The new administration has been grappling with an immigration crisis. President Joe Biden initiated his presidency by taking steps to repeal former President Donald Trump's immigration policies. But Biden's switch-up in tone at the border has collided with surges of migrants who were previously turned away by Trump's Migration Protection Protocol arriving to finally have their cases processed. Biden also ended Trump's "zero tolerance policy" that resulted in the separation of thousands of families.

Now masses of people escaping economic losses and violence for the U.S. have overwhelmed border authorities' resources—during the COVID-19 pandemic. Another report from the Post showed there were 4,200 migrant crossings per day this week alone.

U.S. Immigration and Customs Enforcement (ICE) sent an email to senior leadership on Thursday requesting volunteers to support the numbers of children and families filling facilities at the border.

"This situation mandates immediate action to protect the life and safety of federal personnel and the aliens in custody," wrote Michael Meade, ICE's acting assistant director for Field Operations, in an email obtained by the Post.

The Biden administration had to "revamp" and reopen two HHS migrant facilities to safely and humanly hold children awaiting their cases to be processed, White House press secretary Jen Psaki said in an interview with The View last month.

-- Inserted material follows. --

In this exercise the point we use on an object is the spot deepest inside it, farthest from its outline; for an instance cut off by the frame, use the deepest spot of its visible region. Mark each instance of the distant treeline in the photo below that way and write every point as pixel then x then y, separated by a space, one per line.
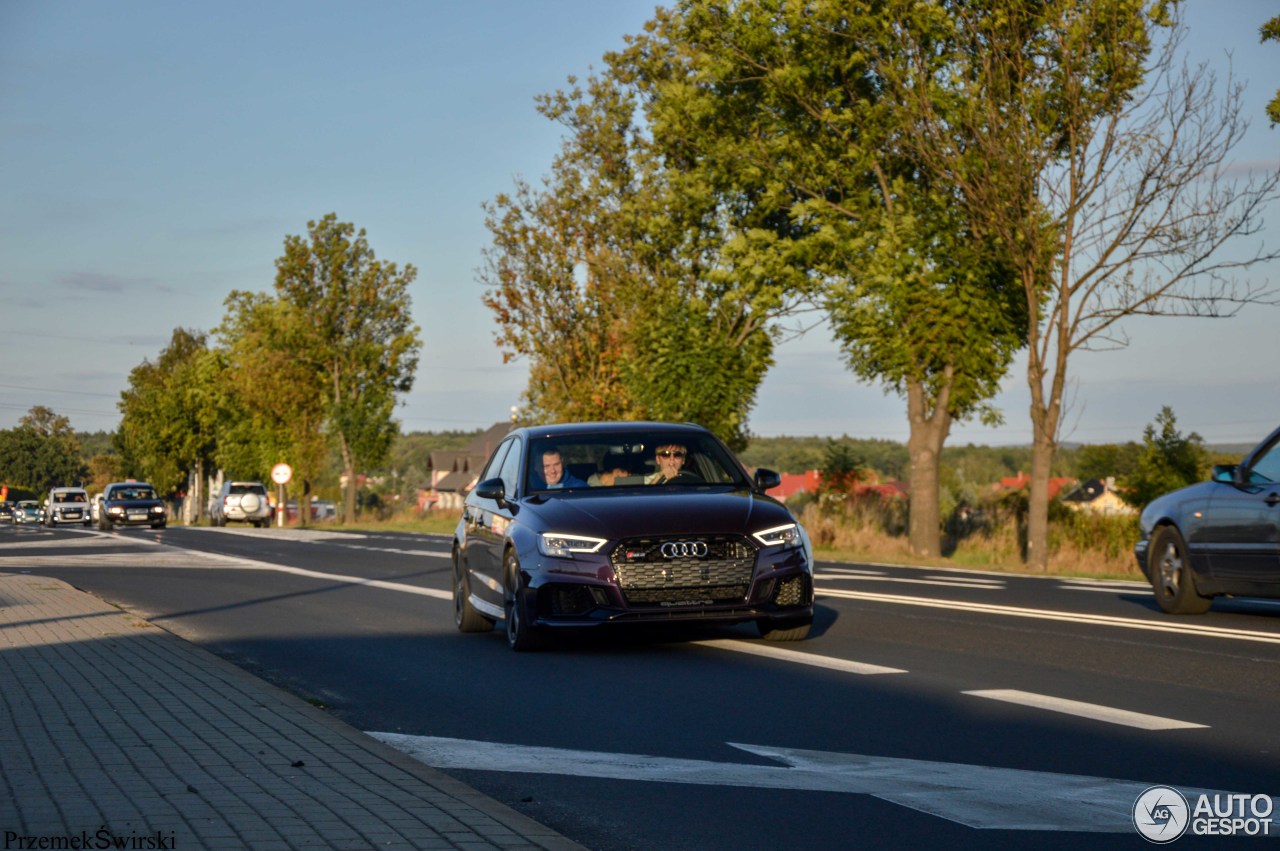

"We're absolutely not doing what the former president did and what, frankly, the current president and the current vice president objected to, which is ripping kids from the arms of their parents," Psaki said on The View last month. "That is not the policy of this administration and not something we would do."

Biden also revived the Obama-era Central American Minors program, which permits migrant children to join relatives legally living in the U.S., accelerating the entry process for children who are already approved for admittance.

Newsweek has reached out to ICE for comment but did not receive a reply in time for publication.

Update: This story has been updated with comment from CBP.